I’ve also been reading on Twitter how some of the smaller-scale winemakers have travelled abroad recently to market their wines, due to their agents having trade shows or similar.
Then there are pressures at home from the many tourists, either in a tour group or individually; a visit to a wine farm is a must and everyone wants to meet and speak to the winemaker. The international media also like to travel here in summer and I don’t blame them!
In the ‘old days’ the winemaker’s role was just that, winemaker. He (few female winemakers in those times) stood at the cellar door to receive the grapes, probably the first time he’d have seen them, his main job in the cellar until the wine was bottled.
Today, winemakers are much more involved in the vineyards, whether their own or leased, throughout the year.

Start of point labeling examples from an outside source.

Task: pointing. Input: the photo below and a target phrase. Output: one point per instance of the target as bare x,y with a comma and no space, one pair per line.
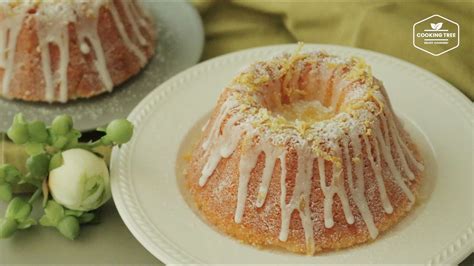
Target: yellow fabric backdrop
381,26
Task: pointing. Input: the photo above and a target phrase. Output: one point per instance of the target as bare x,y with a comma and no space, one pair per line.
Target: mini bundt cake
304,152
55,51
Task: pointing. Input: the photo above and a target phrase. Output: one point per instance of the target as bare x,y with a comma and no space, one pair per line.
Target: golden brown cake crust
83,80
217,198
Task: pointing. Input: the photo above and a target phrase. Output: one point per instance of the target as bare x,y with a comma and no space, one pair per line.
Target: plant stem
35,195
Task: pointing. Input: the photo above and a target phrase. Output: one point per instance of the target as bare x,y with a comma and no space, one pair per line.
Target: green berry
38,165
12,175
119,131
60,142
37,132
5,192
18,133
8,227
18,209
69,227
62,125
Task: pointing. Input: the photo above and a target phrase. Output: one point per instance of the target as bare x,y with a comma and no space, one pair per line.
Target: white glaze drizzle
9,31
52,28
125,38
229,129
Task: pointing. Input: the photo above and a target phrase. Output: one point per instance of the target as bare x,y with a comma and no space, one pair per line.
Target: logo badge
436,35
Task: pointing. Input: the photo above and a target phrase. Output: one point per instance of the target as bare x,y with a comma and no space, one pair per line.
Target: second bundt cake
305,153
55,51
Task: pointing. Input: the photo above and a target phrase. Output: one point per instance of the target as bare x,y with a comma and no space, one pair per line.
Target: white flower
82,182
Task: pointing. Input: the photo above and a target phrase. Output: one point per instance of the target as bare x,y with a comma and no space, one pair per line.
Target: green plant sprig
44,145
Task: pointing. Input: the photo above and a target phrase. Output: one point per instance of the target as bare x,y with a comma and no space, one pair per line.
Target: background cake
304,152
55,51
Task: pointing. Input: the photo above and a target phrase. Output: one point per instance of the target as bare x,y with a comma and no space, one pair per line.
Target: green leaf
18,209
33,148
69,227
74,213
53,213
27,223
8,227
5,192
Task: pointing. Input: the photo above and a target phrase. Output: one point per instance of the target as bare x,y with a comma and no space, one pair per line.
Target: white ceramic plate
146,171
179,46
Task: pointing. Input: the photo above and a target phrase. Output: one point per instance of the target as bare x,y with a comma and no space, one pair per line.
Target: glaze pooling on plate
53,20
358,130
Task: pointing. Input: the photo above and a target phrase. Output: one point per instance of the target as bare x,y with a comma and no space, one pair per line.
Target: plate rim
452,253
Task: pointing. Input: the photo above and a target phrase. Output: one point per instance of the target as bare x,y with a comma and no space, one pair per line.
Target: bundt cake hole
298,103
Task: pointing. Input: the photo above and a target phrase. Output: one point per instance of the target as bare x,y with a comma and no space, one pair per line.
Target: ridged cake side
304,186
63,50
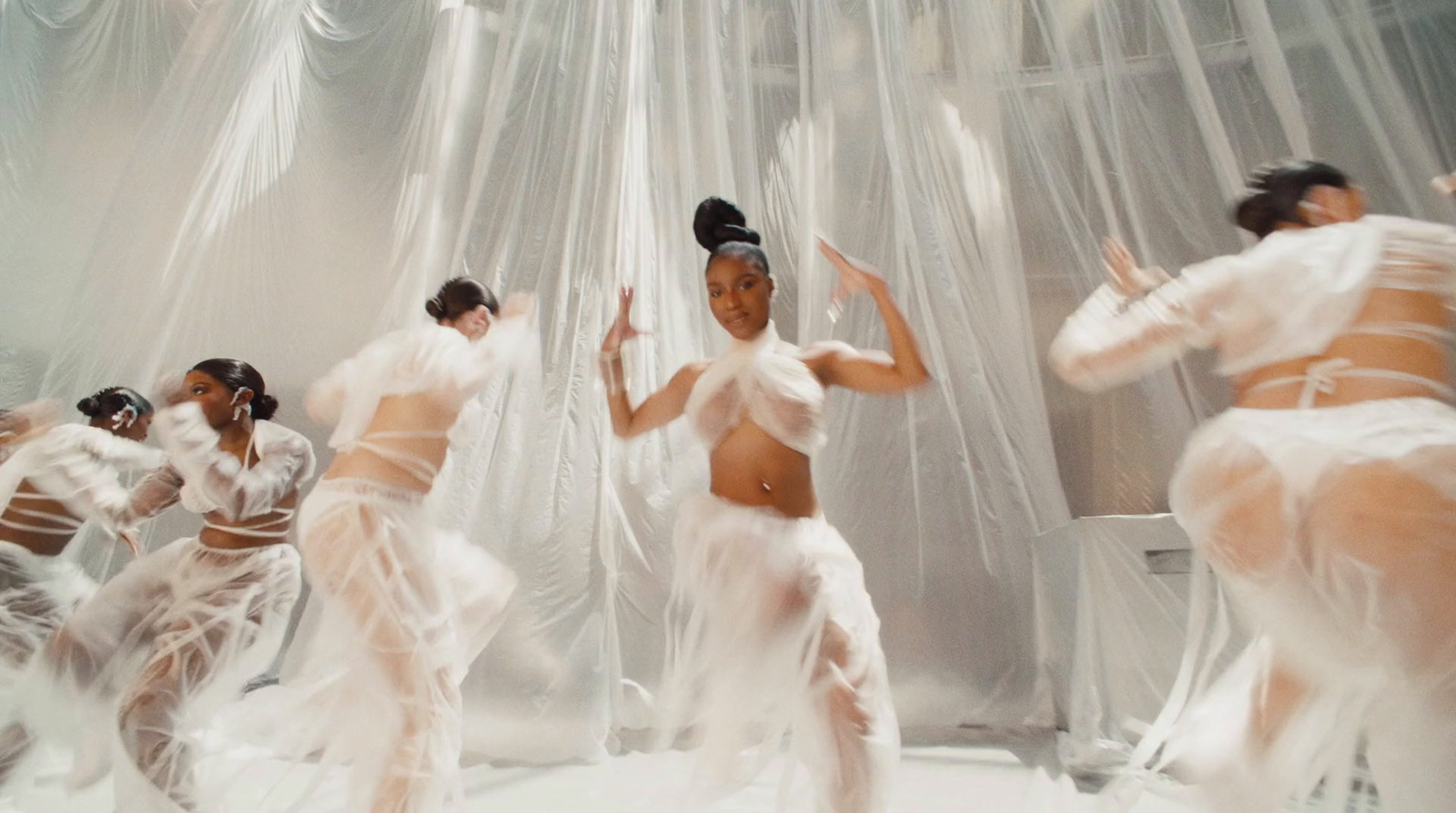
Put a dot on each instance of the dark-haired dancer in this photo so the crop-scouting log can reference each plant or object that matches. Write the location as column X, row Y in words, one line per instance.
column 407, row 605
column 63, row 477
column 184, row 628
column 783, row 637
column 1325, row 500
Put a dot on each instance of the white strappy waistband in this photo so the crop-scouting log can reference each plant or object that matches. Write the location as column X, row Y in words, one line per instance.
column 1321, row 378
column 414, row 465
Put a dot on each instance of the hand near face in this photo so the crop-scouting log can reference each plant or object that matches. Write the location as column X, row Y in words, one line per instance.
column 622, row 328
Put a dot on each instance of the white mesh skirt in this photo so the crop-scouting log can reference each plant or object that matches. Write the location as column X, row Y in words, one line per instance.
column 407, row 608
column 153, row 655
column 1334, row 534
column 779, row 640
column 36, row 594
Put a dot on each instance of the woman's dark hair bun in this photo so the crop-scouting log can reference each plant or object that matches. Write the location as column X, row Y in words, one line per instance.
column 458, row 296
column 1276, row 189
column 111, row 401
column 720, row 222
column 266, row 407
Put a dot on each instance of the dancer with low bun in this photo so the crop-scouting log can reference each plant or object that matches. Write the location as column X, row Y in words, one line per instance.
column 407, row 606
column 58, row 478
column 1325, row 499
column 781, row 635
column 181, row 630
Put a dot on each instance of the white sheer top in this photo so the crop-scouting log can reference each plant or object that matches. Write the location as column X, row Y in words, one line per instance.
column 80, row 466
column 763, row 381
column 216, row 484
column 1288, row 298
column 426, row 359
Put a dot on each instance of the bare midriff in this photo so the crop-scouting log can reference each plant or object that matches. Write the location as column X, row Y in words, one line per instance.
column 752, row 468
column 419, row 414
column 1361, row 350
column 38, row 543
column 216, row 534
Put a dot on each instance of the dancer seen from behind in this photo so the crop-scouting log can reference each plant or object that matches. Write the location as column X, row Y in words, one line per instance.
column 179, row 631
column 781, row 637
column 1324, row 500
column 58, row 478
column 407, row 605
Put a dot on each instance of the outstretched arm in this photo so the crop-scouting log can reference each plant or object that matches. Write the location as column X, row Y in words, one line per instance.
column 239, row 492
column 1139, row 320
column 659, row 408
column 837, row 363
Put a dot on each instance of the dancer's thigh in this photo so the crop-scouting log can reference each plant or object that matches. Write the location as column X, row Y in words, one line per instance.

With the cult of the winemaker still a strong drawcard, they have to travel the world to meet their customers, sell their wines, attend and/or speak at seminars and do a certain amount of admin (Andrea Mullineux has just posted a screen shot of her email situation; inbox 6360, drafts 43, due no doubt to her being awarded Winemaker of the Year by the American Wine Enthusiast); I’m sure there are other obligations. The world is such a vast market that it’s often not enough to have a dedicated sales or marketing person.

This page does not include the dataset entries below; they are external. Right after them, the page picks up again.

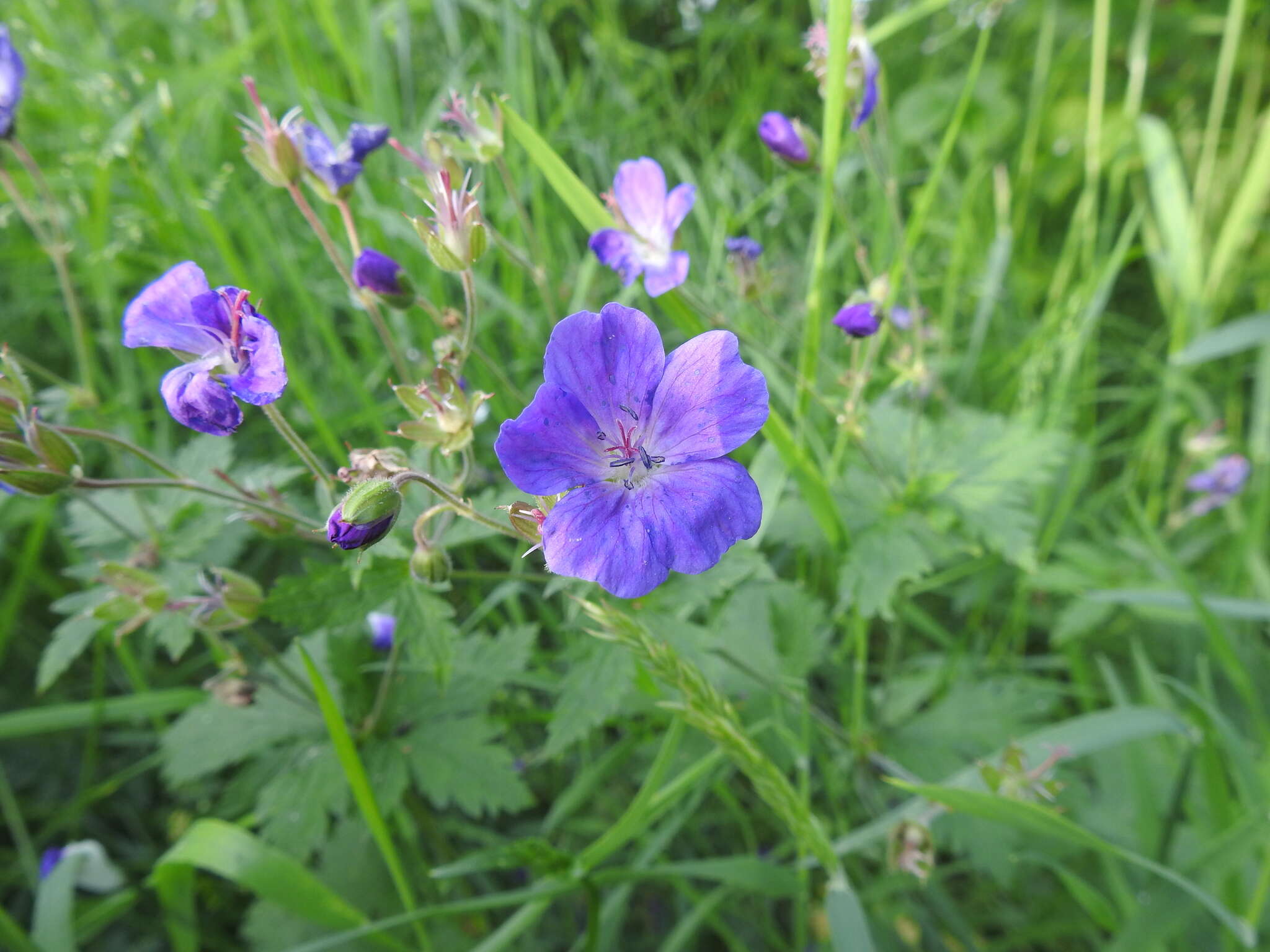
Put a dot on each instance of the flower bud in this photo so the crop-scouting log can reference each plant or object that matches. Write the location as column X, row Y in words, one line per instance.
column 378, row 273
column 365, row 516
column 786, row 139
column 431, row 565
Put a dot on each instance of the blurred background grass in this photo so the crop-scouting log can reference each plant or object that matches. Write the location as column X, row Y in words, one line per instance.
column 1052, row 268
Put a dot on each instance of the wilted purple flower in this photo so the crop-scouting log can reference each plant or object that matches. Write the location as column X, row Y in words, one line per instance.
column 48, row 861
column 12, row 70
column 376, row 272
column 643, row 437
column 859, row 320
column 219, row 330
column 649, row 218
column 783, row 136
column 383, row 627
column 339, row 165
column 744, row 248
column 1221, row 483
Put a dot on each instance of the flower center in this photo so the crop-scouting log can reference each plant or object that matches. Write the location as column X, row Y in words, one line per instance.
column 630, row 448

Being a winemaker and all that this entails today is just one side of the coin; many are married with families. How to squeeze in a family life too, when the job is hardly 9 to 5 and can extend to seven days a week?
Returning to Nomonde’s post on Facebook, we do need more people thoroughly versed in the journey of grapes from vine to bottle and the winery at which they work, who can take the load off the winemaker, especially at harvest time. The importance of such a person in a position which can enhance a winery’s image as well should not be under-estimated.